Dear Squeakers,
I have changed my mind a little bit after studying some Squeak sources.
Now I plan to implement LargeInteger primitives (20-39)
_without_ changing
the representation of LargeIntegers by extending the Interpreter
arithmetic
primitives using the CCodeGenerator. This avoids some problems dealing with different platforms.
In a later step changing the representation to bigger 'digits' (16,32,.. bits?) _could_ be interesting.
Perhaps 16 bits, but unlikely 32. How, for example, would you handle integer overflow when doing, say, the LargeInteger add?
My first idea was to take one small and one big C-integer type, represent digits with the small and perform the operations with the bigger one. If the bigger one is twice as big as the smaller there are no problems with mult.

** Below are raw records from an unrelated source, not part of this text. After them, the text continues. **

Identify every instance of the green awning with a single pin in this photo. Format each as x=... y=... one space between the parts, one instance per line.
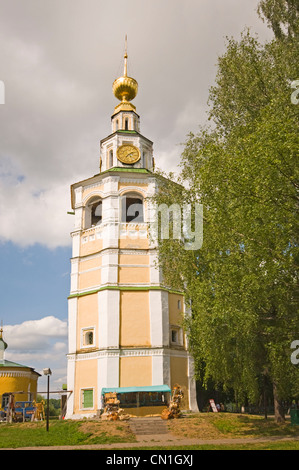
x=148 y=388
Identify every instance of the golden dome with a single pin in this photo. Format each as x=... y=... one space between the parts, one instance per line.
x=125 y=88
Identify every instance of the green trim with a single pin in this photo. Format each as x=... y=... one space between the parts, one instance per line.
x=128 y=170
x=126 y=131
x=127 y=288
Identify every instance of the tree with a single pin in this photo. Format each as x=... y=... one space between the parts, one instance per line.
x=242 y=283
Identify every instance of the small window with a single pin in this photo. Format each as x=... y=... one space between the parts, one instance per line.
x=110 y=158
x=87 y=398
x=174 y=336
x=93 y=212
x=88 y=337
x=132 y=209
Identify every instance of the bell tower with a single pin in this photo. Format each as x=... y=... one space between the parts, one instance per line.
x=125 y=327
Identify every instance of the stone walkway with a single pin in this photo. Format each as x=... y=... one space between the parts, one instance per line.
x=153 y=432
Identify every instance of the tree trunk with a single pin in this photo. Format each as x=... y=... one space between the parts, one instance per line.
x=278 y=409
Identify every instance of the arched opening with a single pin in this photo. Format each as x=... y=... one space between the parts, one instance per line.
x=93 y=212
x=110 y=158
x=132 y=208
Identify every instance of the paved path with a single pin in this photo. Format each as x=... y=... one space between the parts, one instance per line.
x=153 y=432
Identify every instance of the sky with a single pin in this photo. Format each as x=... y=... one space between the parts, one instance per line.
x=58 y=60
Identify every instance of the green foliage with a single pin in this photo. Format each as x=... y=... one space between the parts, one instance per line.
x=243 y=281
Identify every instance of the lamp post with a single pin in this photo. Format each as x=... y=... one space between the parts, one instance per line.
x=48 y=372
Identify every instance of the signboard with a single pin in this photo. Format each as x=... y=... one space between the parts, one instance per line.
x=213 y=406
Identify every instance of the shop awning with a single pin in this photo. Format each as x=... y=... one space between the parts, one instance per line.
x=148 y=388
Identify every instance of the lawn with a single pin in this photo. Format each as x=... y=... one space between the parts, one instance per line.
x=203 y=426
x=229 y=425
x=64 y=433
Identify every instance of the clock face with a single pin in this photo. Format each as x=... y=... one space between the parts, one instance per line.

I agree that would work for 16-bit digits, but you need stronger stuff for 32. A downside is that this would not work in any of the simulated Smalltalk, since SmallIntegers are not full 32-bit values. The resulting Smalltalk code would only be useful for compilation.
I think on all machines with ANSI-C these conditions are met; at _least_ we could take an 8 bit val for representation and make the computation in 16 bit, at best - so far - representation in 32 and computation in 64.
Indeed, that's exactly what is done right now. bytes are accumulated by addition and multiplication into SmallIntegers.
But here we introduce platform specific stuff, which has to be handled. By using the Smalltalk to C compiler without changing the current representation we are _totally_ platform independent (no #defines in C at all) and in spite of this hopefully much faster than without compiling in C.
I don't understand. Of course we would use the Smalltalk to C compiler, but won't will still have to compile the C code? It does raise a byte endian gender issue, that inside the C-code is irrelevant, even though different platforms will execute differently, but for the remaining smalltalk code than manipulates digits of the object will need to address. A simple solution is to implement a digitAt: function as well, so that your plugin or core code will work fine across platforms, bigendian or otherwise.
I see no reason why any implementation need be platform specific. Done properly, the generated code should work fine with any conforming C compiler supporting 32-bit ints. (Note that Squeak does expect the C compiler to treat ints as 32-bitters.)
And how could you do the multiply without bit munging? Is it possible that a straight loop with carry would be much faster than all the masking and shifting necessary to do a carry written in C?
That could be, but then you'd introduce assembler, what is _very_ platform dependent.
Because I've never compiled a Squeak so far I think it's best for me first to take the straigthforward approach and then to think of other representations...
Are you planning to rewrite as numbered primitives for incorporation in the VM? Why not make a pluggable primitive instead, so that folks who don't need speedier longs (most users) won't need to have the code in their VM footprint? Done right, the code should run identically, albeit slower, without the plugin installed as it does when the plugin is installed.